WASHINGTON (Reuters) – The U.S. Senate Commerce Committee voted narrowly on Wednesday to send the nomination of a former airline executive to head the Federal Aviation Administration to the full Senate.
FILE PHOTO: Senator Roger Wicker (R-MS), chairman of the U.S. Senate Commerce Committee, walks in the U.S. Capitol in Washington, DC, U.S., August 22, 2018. REUTERS/Joshua Roberts/File Photo
The committee voted 14 to 12, along party lines, to approve former Delta Air Lines executive Stephen Dickson’s nomination. The FAA has been without a Senate-confirmed chief for 18 months.
The FAA is currently grappling with a review of Boeing Inc’s now grounded 737 MAX in the wake of two crashes that killed 346 in October and March.
Senator Maria Cantwell, the top Democrat on the panel, voted against the nomination and raised concerns about a whistleblower’s treatment during Dickson’s tenure at Delta.
Cantwell said the pilot of an Airbus A330 faced “absurd” retaliation by the airline for raising safety concerns about the level of automation and lack of pilot training at Delta.
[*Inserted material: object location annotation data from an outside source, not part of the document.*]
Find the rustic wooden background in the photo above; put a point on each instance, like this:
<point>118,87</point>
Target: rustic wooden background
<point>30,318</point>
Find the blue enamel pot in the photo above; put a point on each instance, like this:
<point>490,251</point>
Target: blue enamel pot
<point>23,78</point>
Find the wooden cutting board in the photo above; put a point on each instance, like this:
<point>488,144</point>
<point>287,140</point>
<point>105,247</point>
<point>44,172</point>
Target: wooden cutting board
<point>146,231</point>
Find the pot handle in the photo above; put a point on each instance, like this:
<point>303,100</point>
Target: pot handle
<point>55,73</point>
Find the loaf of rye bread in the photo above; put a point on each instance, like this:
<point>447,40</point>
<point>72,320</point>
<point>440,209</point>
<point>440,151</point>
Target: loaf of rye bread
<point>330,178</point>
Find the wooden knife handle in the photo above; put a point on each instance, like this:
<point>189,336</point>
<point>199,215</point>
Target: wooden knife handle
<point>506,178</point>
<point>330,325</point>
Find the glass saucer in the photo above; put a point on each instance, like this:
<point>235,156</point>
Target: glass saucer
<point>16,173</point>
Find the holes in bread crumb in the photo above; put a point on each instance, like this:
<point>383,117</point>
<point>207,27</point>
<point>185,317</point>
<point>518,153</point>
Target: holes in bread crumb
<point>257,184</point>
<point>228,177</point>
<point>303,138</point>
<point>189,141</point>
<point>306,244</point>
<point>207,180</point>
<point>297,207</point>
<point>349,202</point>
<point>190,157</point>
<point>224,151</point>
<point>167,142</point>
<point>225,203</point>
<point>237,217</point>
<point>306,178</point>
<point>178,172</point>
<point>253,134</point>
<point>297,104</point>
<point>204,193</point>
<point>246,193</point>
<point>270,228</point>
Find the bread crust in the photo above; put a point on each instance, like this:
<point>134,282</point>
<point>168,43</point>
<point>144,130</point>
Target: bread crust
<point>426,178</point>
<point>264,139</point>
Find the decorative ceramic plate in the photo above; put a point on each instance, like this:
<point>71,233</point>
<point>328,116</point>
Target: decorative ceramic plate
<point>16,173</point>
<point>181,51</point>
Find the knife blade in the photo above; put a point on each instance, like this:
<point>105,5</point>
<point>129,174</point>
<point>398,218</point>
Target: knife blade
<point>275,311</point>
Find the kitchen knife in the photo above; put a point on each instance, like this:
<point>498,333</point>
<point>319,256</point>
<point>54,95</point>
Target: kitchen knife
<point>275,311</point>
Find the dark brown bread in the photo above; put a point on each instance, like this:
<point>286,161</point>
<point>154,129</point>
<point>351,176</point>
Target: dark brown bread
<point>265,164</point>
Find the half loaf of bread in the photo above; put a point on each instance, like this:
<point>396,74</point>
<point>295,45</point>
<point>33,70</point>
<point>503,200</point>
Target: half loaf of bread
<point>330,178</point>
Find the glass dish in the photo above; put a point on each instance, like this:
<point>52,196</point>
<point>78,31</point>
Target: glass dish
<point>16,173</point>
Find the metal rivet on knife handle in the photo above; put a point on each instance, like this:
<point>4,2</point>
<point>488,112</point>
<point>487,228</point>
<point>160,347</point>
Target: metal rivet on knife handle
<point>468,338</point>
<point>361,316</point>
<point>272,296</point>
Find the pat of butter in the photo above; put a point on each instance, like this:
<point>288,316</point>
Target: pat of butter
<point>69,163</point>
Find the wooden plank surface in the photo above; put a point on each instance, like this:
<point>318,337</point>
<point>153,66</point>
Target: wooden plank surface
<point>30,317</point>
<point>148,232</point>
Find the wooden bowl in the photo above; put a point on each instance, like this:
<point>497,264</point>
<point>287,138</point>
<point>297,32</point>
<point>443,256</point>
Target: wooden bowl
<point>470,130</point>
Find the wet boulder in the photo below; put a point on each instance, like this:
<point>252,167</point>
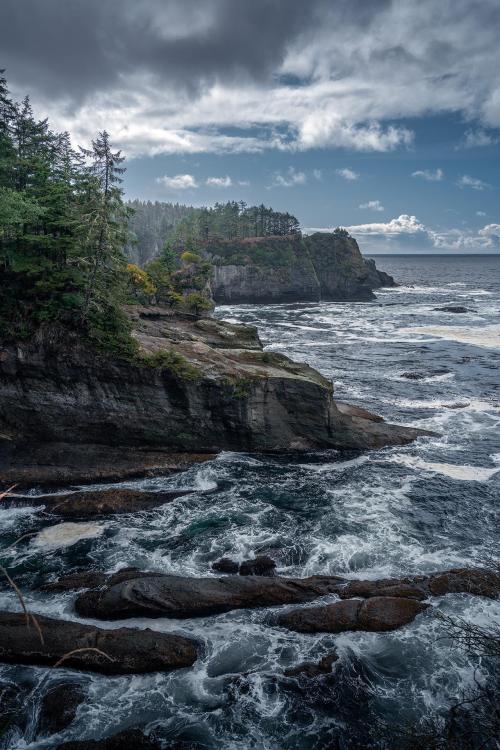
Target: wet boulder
<point>453,309</point>
<point>262,565</point>
<point>157,595</point>
<point>476,581</point>
<point>129,739</point>
<point>377,614</point>
<point>79,646</point>
<point>80,579</point>
<point>311,669</point>
<point>95,503</point>
<point>59,706</point>
<point>226,565</point>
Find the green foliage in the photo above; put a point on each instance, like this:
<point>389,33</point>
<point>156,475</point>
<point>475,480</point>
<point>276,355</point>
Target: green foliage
<point>230,221</point>
<point>196,303</point>
<point>172,362</point>
<point>62,228</point>
<point>188,257</point>
<point>151,226</point>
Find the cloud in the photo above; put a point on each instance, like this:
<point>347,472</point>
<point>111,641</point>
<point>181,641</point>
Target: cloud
<point>179,182</point>
<point>427,174</point>
<point>372,206</point>
<point>408,234</point>
<point>219,181</point>
<point>219,76</point>
<point>290,179</point>
<point>478,138</point>
<point>347,174</point>
<point>472,182</point>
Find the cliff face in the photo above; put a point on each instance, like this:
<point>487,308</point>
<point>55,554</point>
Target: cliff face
<point>322,266</point>
<point>60,403</point>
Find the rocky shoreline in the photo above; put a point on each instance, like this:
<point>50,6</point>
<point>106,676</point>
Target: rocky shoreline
<point>201,386</point>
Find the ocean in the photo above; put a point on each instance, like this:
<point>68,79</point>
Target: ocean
<point>407,510</point>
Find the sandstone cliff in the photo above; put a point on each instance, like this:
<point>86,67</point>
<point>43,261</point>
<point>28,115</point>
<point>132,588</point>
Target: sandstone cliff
<point>207,386</point>
<point>322,266</point>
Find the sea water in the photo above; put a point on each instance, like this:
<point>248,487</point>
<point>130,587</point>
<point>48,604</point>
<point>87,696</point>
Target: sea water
<point>424,507</point>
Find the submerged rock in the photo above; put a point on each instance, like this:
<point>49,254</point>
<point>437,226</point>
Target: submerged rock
<point>59,706</point>
<point>66,534</point>
<point>175,596</point>
<point>129,739</point>
<point>226,565</point>
<point>262,565</point>
<point>82,579</point>
<point>453,309</point>
<point>311,669</point>
<point>377,614</point>
<point>122,651</point>
<point>131,593</point>
<point>96,503</point>
<point>480,582</point>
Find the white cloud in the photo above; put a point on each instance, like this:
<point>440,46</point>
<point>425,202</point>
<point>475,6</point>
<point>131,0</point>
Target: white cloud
<point>428,174</point>
<point>179,182</point>
<point>361,68</point>
<point>348,174</point>
<point>478,138</point>
<point>219,181</point>
<point>372,206</point>
<point>290,179</point>
<point>472,182</point>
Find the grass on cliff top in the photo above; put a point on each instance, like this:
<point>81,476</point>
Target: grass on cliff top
<point>173,362</point>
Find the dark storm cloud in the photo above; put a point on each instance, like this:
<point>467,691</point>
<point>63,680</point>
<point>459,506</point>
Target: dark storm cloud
<point>72,48</point>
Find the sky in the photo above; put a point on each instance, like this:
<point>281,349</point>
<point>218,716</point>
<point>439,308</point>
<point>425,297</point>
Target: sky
<point>381,116</point>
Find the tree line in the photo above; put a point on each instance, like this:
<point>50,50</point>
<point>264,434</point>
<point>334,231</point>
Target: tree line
<point>235,220</point>
<point>63,225</point>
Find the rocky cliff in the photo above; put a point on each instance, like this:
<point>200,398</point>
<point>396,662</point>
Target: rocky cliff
<point>204,386</point>
<point>322,266</point>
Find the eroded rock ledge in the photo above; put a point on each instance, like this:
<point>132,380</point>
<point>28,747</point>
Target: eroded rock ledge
<point>120,651</point>
<point>130,593</point>
<point>69,415</point>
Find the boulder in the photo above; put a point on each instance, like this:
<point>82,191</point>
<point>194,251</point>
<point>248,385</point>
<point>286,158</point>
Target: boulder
<point>97,503</point>
<point>311,669</point>
<point>82,579</point>
<point>129,739</point>
<point>477,581</point>
<point>453,309</point>
<point>226,565</point>
<point>120,651</point>
<point>156,595</point>
<point>262,565</point>
<point>378,614</point>
<point>59,706</point>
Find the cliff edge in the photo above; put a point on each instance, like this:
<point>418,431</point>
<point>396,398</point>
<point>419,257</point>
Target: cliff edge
<point>273,270</point>
<point>200,387</point>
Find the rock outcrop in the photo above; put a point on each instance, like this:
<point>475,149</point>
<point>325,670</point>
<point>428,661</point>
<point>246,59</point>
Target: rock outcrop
<point>202,386</point>
<point>377,614</point>
<point>159,595</point>
<point>131,593</point>
<point>98,503</point>
<point>273,270</point>
<point>118,651</point>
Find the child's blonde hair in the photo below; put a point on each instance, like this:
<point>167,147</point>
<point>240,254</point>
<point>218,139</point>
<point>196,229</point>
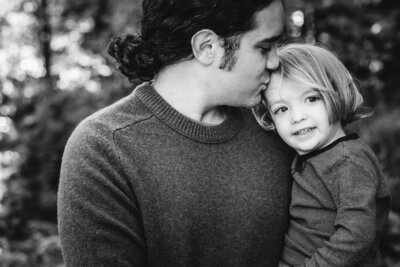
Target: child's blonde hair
<point>321,70</point>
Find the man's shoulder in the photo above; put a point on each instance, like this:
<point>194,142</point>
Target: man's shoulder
<point>108,120</point>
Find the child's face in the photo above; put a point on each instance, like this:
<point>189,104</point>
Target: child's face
<point>300,115</point>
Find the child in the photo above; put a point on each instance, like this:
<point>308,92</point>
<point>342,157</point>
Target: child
<point>340,201</point>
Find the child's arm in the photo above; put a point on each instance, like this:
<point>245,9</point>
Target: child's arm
<point>354,193</point>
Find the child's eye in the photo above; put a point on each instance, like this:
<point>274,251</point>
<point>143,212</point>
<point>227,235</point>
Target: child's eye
<point>312,98</point>
<point>265,50</point>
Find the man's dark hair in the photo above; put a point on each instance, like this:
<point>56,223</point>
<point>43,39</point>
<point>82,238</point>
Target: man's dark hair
<point>167,29</point>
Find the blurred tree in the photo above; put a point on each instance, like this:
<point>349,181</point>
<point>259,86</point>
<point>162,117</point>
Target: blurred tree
<point>54,72</point>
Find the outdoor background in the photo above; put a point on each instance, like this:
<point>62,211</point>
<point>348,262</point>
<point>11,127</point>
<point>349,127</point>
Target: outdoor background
<point>54,71</point>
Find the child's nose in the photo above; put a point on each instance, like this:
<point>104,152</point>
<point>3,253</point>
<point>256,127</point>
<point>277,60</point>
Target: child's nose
<point>298,116</point>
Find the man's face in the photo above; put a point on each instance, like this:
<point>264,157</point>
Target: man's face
<point>255,59</point>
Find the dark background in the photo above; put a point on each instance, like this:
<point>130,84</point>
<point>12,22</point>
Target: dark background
<point>54,71</point>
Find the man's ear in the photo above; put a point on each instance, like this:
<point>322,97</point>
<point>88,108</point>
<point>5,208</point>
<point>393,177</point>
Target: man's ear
<point>204,46</point>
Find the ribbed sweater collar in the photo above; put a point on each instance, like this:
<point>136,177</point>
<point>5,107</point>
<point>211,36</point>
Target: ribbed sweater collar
<point>185,126</point>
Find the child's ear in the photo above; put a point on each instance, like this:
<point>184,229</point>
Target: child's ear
<point>205,45</point>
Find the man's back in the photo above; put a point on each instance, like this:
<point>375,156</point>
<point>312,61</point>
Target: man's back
<point>143,185</point>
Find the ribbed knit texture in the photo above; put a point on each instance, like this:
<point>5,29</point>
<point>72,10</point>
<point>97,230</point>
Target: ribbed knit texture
<point>142,185</point>
<point>340,203</point>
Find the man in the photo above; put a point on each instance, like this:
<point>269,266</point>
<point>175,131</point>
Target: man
<point>177,173</point>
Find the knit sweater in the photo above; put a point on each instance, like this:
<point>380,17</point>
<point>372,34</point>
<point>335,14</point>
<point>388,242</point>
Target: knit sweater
<point>142,185</point>
<point>340,203</point>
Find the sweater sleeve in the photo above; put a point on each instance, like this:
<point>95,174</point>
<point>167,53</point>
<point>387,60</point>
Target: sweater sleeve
<point>98,215</point>
<point>354,192</point>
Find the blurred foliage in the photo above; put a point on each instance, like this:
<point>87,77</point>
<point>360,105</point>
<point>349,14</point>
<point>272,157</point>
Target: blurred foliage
<point>54,72</point>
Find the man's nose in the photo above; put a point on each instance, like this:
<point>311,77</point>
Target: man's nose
<point>272,60</point>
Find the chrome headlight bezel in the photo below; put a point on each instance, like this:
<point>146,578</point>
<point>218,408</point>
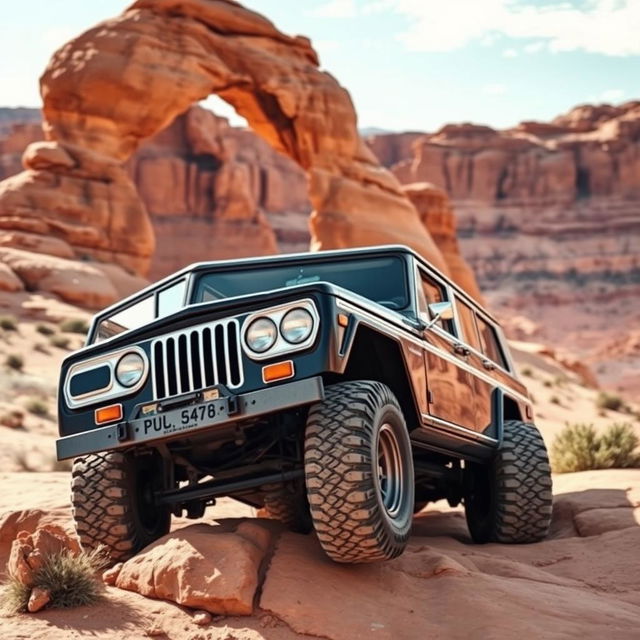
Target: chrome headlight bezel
<point>128,364</point>
<point>288,333</point>
<point>269,331</point>
<point>114,389</point>
<point>276,314</point>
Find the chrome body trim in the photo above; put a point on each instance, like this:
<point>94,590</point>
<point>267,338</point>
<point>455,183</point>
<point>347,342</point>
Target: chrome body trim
<point>439,422</point>
<point>407,334</point>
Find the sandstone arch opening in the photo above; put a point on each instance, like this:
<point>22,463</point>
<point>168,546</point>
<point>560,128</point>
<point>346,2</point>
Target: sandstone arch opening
<point>127,78</point>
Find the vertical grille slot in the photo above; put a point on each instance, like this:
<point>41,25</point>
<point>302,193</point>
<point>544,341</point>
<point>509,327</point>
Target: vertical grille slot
<point>199,357</point>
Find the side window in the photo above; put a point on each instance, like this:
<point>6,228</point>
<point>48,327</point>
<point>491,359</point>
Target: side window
<point>434,292</point>
<point>171,299</point>
<point>490,344</point>
<point>467,318</point>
Dickson should have disclosed the legal dispute to the committee before his confirmation hearing, she said.
Committee Chairman Roger Wicker, a Republican, said the panel spent two months “reviewing any and all information” about the issue. Dickson was never accused of retaliating against any whistleblower, Wicker added.
“It is vital to have a Senate-confirmed administrator at helm of the FAA at this crucial time,” Wicker said.
U.S. President Donald Trump in March said he would nominate Dickson to run the 45,000-employee agency, which oversees U.S. airspace. Dickson left Delta in October after 27 years.
The FAA, which has been run by an acting chief for 18 months, Dan Elwell, is facing mounting questions over its certification of the 737 MAX from federal prosecutors and lawmakers.
Dickson’s nomination had been in the works for months before the March 10 Ethiopian Airlines crash.
Last year, Reuters and other outlets reported that Trump was considering his longtime personal pilot, John Dunkin, to lead the FAA, an idea that came under criticism from some lawmakers.
At Delta, Dickson oversaw more than 13,000 pilots and an internal support team of 400 employees. He flew the A320, B727, B737, B757 and B767 during his career at Delta and is a former U.S. Air Force officer and F-15 fighter pilot.
The FAA is also dealing with such issues as how to integrate drones into the nation’s airspace and modernizing air traffic control.